The government proposed in July a cap of 15 percent on rent hikes after two years to protect tenants living in these units. The Transport and Housing Bureau has proposed lowering the cap to 10 percent.
Officials said they made the change after taking into consideration lawmakers’ concern.
In a document submitted to the Legislative Council, the bureau said the change would offer low-income tenants greater protection.
DAB lawmaker Wilson Or, who chairs a committee currently vetting the bill, welcomed the change.
He said grassroots residents living in subdivided flats have little bargaining power, and the government must act as a gatekeeper to prevent owners from raising rent drastically.
The president of the Hong Kong Owners Club, Diamond Shea, said the change would harm tenants ultimately because it would reduce the supply of subdivided flats.
He said such units are usually located in old buildings and owners had to bear a large amount of maintenance costs.
Shea added if they couldn’t make money from running subdivided flats, they would stop doing so.

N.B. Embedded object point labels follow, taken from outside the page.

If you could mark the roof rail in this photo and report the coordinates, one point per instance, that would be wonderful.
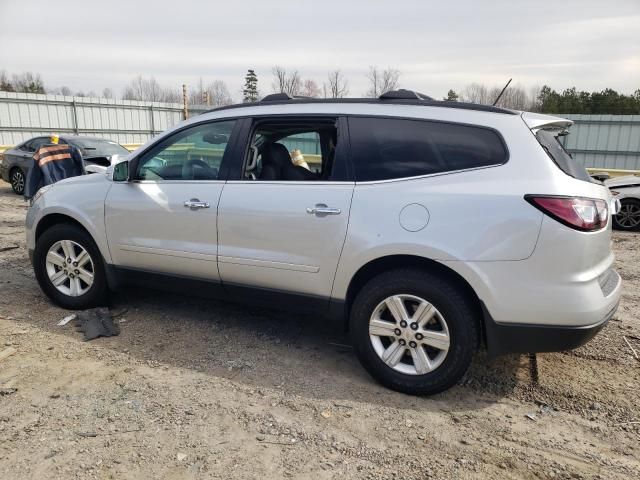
(403, 94)
(279, 97)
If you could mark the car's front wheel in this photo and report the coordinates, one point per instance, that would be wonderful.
(413, 331)
(69, 267)
(628, 218)
(17, 180)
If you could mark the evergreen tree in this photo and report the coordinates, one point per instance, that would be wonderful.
(452, 96)
(250, 90)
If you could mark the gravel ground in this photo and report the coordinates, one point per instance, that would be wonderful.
(202, 389)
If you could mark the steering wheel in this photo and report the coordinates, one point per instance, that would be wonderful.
(188, 170)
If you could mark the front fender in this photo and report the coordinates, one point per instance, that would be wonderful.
(82, 202)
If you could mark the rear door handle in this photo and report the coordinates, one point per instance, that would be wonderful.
(195, 204)
(321, 209)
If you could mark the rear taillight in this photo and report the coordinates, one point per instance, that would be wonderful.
(584, 214)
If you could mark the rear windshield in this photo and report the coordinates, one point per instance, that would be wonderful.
(99, 148)
(549, 141)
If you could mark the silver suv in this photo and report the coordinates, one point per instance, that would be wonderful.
(430, 228)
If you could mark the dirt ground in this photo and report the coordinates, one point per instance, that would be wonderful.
(203, 389)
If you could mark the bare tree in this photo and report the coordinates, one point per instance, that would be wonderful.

Sze Lai-shan from the Society for Community Organisation welcomed the change, calling it an improvement.
But she said even a 10 percent increase could be too much for the grassroots to bear. “We hope, of course, the landlords know those people actually can’t afford such a high level of increase in rent.”
The bill proposes giving tenants priority to renew their leases after two years by two more under a “standard tenancy agreement”, after which the landlord and tenant would be free to negotiate and enter into a new deal.